Abelardo, todavia, jamais cedeu aos seus pedidos.
E foi assim que a morte o recolheu, envolvido em extensa
rede de compromissos (com a lei divina). Compreendeu, tarde demais, as
tortuosidades perigosas que traçara para si mesmo. Muito sofreu (no umbral) e
chorou nos caminhos novos. Não conseguia levantar-se, achava-se caído, na
expressão literal. Crescera-lhe a cabeça enormemente, retirando-lhe a posição de
equilíbrio normal. Colara-se à terra, entontecido e frequentemente atormentado
pelas vítimas ignorantes e sofredoras (pessoas que ele prejudicou quando os fez
perder a causa tornaram-se obsessores).
A devotada mãezinha visitou-o por anos, sem alcançar resultados
animadores. Ele prosseguia na mesma situação de imobilidade, deformação e
sofrimento. A mãe, reparando na ineficácia de seus carinhos, trouxe um elevado
orientador de almas à paisagem escura (umbral).
Pretendia um parecer, a fim de traçar diretrizes de ação.
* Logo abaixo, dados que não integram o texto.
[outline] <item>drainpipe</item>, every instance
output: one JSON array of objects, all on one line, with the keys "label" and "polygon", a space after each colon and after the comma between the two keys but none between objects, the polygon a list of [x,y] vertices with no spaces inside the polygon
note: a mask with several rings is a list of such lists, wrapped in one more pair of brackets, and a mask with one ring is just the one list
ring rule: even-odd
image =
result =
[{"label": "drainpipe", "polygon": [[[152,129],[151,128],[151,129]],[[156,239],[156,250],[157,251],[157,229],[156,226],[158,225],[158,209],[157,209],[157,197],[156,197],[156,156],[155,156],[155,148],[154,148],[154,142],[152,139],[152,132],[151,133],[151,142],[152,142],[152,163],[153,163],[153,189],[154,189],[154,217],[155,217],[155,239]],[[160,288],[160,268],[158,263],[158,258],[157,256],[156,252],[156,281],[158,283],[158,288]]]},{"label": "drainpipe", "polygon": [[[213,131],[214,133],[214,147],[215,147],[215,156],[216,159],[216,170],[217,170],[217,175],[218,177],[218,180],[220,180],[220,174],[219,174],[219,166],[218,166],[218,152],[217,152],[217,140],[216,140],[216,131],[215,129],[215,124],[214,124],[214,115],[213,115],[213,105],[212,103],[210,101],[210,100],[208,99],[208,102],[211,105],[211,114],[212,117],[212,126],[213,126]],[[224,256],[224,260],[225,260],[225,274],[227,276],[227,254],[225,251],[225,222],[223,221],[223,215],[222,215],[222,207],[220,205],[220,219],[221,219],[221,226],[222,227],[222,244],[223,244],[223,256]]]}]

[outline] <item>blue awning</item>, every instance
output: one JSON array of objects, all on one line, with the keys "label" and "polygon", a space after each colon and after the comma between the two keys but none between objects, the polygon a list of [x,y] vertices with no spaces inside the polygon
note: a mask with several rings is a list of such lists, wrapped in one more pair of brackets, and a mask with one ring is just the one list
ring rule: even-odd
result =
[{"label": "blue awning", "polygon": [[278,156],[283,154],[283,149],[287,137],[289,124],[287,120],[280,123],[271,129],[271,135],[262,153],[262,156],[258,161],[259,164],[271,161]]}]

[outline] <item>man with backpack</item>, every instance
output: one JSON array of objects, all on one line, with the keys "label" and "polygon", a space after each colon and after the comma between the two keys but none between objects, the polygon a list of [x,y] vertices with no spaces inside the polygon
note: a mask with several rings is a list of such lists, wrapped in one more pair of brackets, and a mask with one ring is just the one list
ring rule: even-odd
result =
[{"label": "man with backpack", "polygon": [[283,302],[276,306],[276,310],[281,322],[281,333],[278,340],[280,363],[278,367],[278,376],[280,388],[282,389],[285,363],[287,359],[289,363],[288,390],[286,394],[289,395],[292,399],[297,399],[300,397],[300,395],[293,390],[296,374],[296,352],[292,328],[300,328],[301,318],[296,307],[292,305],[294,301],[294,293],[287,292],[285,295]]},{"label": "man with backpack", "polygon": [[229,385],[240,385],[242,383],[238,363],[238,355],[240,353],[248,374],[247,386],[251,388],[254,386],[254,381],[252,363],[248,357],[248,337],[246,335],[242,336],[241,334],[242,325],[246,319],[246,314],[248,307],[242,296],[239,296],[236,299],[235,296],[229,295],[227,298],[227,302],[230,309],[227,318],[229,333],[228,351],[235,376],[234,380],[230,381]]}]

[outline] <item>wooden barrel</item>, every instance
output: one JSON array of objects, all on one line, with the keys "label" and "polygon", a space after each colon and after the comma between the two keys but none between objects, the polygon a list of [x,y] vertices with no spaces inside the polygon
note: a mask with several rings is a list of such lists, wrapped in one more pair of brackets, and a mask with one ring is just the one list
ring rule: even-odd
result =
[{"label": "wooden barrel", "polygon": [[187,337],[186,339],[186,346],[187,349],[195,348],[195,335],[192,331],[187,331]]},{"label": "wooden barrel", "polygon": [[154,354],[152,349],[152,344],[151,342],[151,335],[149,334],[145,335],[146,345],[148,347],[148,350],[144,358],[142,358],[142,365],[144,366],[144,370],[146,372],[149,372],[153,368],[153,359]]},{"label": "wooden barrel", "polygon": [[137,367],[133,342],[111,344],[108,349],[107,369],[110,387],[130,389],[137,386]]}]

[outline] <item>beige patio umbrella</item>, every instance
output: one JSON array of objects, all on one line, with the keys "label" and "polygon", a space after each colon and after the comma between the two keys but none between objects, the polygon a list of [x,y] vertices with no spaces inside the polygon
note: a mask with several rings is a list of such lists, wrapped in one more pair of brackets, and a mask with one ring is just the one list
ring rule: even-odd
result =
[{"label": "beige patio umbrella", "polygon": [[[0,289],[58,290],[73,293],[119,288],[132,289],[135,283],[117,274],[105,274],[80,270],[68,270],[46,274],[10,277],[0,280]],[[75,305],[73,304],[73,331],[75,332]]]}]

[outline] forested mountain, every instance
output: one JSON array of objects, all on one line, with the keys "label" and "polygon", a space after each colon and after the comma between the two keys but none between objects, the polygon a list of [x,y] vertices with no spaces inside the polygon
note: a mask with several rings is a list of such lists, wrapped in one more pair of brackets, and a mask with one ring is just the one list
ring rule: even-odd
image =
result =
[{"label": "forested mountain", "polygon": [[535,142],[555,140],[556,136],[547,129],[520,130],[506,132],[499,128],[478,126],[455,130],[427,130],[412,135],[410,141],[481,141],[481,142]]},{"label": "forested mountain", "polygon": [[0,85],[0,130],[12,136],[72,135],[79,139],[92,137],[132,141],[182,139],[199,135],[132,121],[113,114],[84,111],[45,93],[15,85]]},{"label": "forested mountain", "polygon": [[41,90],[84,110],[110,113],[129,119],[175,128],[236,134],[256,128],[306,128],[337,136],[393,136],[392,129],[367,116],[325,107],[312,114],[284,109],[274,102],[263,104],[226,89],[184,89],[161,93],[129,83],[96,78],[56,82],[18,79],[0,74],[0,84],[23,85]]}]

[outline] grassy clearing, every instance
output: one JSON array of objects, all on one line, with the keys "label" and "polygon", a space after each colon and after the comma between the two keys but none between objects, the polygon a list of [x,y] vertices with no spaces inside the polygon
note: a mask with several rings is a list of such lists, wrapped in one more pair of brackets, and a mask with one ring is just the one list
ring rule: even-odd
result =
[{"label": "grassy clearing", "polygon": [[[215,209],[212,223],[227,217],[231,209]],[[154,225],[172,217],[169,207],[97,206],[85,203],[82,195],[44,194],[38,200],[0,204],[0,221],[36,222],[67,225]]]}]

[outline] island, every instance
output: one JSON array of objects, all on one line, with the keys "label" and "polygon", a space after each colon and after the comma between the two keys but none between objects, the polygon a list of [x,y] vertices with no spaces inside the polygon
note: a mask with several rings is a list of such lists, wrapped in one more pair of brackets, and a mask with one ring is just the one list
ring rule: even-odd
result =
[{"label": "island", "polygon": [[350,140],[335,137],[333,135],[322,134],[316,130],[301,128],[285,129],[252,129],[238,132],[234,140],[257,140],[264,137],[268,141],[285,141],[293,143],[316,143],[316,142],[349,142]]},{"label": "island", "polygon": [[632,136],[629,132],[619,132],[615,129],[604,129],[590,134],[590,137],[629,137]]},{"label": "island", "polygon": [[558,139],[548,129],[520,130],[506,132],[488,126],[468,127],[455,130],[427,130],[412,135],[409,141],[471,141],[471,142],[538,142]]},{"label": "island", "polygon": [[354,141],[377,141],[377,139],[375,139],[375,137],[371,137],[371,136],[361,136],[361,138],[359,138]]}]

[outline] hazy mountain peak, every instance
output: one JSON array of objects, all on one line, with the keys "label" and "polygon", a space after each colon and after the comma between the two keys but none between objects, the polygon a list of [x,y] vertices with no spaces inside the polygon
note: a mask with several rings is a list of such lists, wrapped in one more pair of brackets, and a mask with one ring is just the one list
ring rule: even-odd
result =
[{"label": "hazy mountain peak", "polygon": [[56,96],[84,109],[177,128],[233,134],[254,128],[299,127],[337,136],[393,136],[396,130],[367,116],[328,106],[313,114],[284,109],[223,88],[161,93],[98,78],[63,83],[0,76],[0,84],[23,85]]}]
O prestimoso amigo examinou o paciente, registrou lhe as
pesadas vibrações mentais, pensou, pensou e dirigiu-se à abnegada mãe,
compadecido:
- Minha irmã, o nosso amigo padece de inchação da
inteligência pelos crimes cometidos com as armas intelectuais. Seus órgãos da
ideia foram atacados pela hipertrofia de amor-próprio. Ao que vejo, a única
medida capaz de lhe apressar a cura é a hidrocefalia no corpo terrestre.
A nobre genitora chorou amargurada, mas não havia remédio
senão conformar-se.
E, daí a algum tempo, pela inesgotável bondade do Cristo,
Abelardo Tourinho reencarnou e podia ser identificado por amigos espirituais
numa desventurada criança do mundo, colada a triste carrinho de rodas,
apresentando um crânio terrivelmente disforme, para curar os desvarios da
“grande cabeça”.
Observação: Se todos acreditassem na reencarnação, pensariam
duas vezes antes de transgredir as leis de Deus. Saberiam que a lei é a de
causa e efeito (o que causarmos de bom e de ruim a tudo que conviva conosco
neste planeta, seja uma pessoa, um animal, a Natureza e a nós mesmos sofreremos
as consequências); colheremos aquilo que plantarmos; seja nessa ou em outra
encarnação, ninguém sofre a toa e, consequentemente, Deus é justo.